Would you be a referee and risk 'criminal' attack?

Lee Keegan is red-carded at Croke Park last Sunday

WE'VE said it before and we'll say it again ... history is written by the winners. But enough - for now - of Brian Cody's unedifying comments about referee Barry Kelly, and his apparent desire to settle old scores from the platform of yet another All-Ireland victory.

Instead, let's start by focusing on the number of what are deemed suitably qualified referees to officiate at the elite hurling level. Then ask yourself where will the next batch come from, and who would even crave such a poisoned chalice?

Over the past four summers, incorporating All-Ireland quarter-finals, semi-finals, finals and replays, there have been 23 SHC matches played at the business end of the championship.

Just seven referees have been appointed to one or more of these games: Brian Gavin (seven), Barry Kelly (six), James McGrath, Cathal McAllister (three apiece), James Owens (two), Johnny Ryan and Michael Wadding (one each). In other words, Gavin and Kelly have refereed 56.5pc of those games.

Between draws and replays, there have been seven deciders refereed by just three men: Gavin three times, Kelly and McGrath twice each.

Now, you may question whether too much familiarity breeds a certain contempt; others may ask is the GAA doing enough to spread appointments?

CRISIS

This column has a different take: there is a very shallow pool of top-class hurling referees, a particular paucity from Munster, and this threatens to become a crisis when this core group hang up their whistles. Put it this way: would you be a referee if your decision could be labelled "criminal", three weeks after the event, by the most successful manager in the history of the game?

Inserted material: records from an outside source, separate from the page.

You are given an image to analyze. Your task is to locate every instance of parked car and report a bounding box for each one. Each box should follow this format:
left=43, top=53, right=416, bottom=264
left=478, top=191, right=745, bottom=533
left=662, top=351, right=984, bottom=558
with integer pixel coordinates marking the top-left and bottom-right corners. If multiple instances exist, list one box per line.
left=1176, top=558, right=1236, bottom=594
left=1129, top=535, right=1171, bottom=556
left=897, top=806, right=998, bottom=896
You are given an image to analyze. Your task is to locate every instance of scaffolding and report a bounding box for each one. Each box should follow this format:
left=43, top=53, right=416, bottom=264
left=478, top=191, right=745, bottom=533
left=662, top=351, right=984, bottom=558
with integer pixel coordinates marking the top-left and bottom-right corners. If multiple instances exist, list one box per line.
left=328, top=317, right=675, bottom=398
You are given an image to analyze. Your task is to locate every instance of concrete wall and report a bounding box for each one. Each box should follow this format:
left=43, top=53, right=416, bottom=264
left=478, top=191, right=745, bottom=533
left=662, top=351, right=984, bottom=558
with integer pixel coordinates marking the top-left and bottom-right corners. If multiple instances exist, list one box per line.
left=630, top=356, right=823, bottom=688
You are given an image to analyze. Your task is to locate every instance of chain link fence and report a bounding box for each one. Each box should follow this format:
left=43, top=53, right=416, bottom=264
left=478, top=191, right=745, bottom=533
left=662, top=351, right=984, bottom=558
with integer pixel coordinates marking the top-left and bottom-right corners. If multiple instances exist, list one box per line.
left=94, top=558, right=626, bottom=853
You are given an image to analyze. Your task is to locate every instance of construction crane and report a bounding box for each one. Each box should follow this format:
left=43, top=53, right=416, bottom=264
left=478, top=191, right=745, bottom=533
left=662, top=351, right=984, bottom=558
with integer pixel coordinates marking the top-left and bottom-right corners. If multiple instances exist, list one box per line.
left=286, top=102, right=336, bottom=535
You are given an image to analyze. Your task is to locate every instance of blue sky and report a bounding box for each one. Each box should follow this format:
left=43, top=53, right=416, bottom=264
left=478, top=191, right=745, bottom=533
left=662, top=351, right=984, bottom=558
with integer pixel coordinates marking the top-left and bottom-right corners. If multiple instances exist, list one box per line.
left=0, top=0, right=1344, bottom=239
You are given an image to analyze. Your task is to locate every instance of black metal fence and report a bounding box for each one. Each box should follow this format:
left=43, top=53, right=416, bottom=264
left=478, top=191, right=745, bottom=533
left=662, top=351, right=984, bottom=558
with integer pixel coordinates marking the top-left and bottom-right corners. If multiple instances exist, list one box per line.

Methinks you'd think twice.

You could argue the rights and wrongs of Kelly's decision to punish Brian Hogan for alleged charging in the last big play of the drawn All-Ireland final between Kilkenny and Tipperary. Most neutrals, with the benefit of several replay viewings, would concur that it shouldn't have been a free to Tipp - play-on, rather than a free-in to Kilkenny, was probably the right call. And yes, given its timing and the scoreboard, it was a huge call.

SPLIT-SECOND

But Kelly only had one split-second view to make his decision and Kilkenny survived to eventually take home the cup. To use such loaded language as "criminal" - even if the Cats have a certain history with the Westmeath official, dating back to Galway's equalising free in the 2012 final and Henry Shefflin's red card last season - is not alone unfair and ill-timed but comes across as a cheap shot.

Westmeath GAA chairman Seán Sheridan issued his own loaded retort ("despicable") but made a salient point too: "No young fellow is going to want to take up the whistle after those comments."

The thing is, referees (like players) can have 'shockers' but still deserve respect. Moreover, Kelly's overall performance on September 7 earned praise from many neutral quarters. That has been buried amid Kilkenny's dispensing of revenge as a dish best served cold.

Cody isn't the last manager who feels sufficiently emboldened by All-Ireland deliverance to vent his spleen (Jim Gavin against the refereeing of Joe McQuillan in 2013, Jim McGuinness against an author/journalist in 2012). All three cases left a bad taste; sport isn't just about being gracious in defeat, but victory too.